Looking back, it seems strange that these two areas of innovation never merged. Occasionally a jazz soloist would sit in with bands such as Steely Dan and Grateful Dead, and jazz bands would sometimes cover the songs of Dylan and Simon. But you never had a major lyricist recording and touring with a true jazz band on an equal basis.

Joni Mitchell  did make a pair of studio records (Don Juan’s Reckless Daughter and Mingus) with Weather Report’s Wayne Shorter and Jaco Pastorius, and Sting made three (The Dream of the Blue Turtles, …Nothing like the Sun and The Soul Cages) with Branford Marsalis and Kenny Kirkland. But the albums were credited to Mitchell and Sting alone—and rightly so, for the jazz musicians were clearly sidemen and not full partners.

That’s what makes the new album, Vanished Garden, such a milestone. Not only is it credited to “Charles Lloyd & the Marvels + Lucinda Williams,” but the music within represents a true collaboration between the jazz musicians and the singer/songwriter.
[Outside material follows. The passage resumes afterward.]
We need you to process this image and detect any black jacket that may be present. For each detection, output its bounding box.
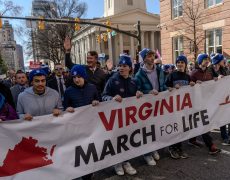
[65,53,107,96]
You can hear the saxophonist and his musicians respond to Williams’ words and melodies, and you can hear the vocalist react to the ever-shifting harmonies and rhythms beneath her. The collaboration is not compartmentalized into the jazz musicians cutting loose on the solos and the Americana musicians stepping forward in the vocal sections; it’s integrated from start to finish.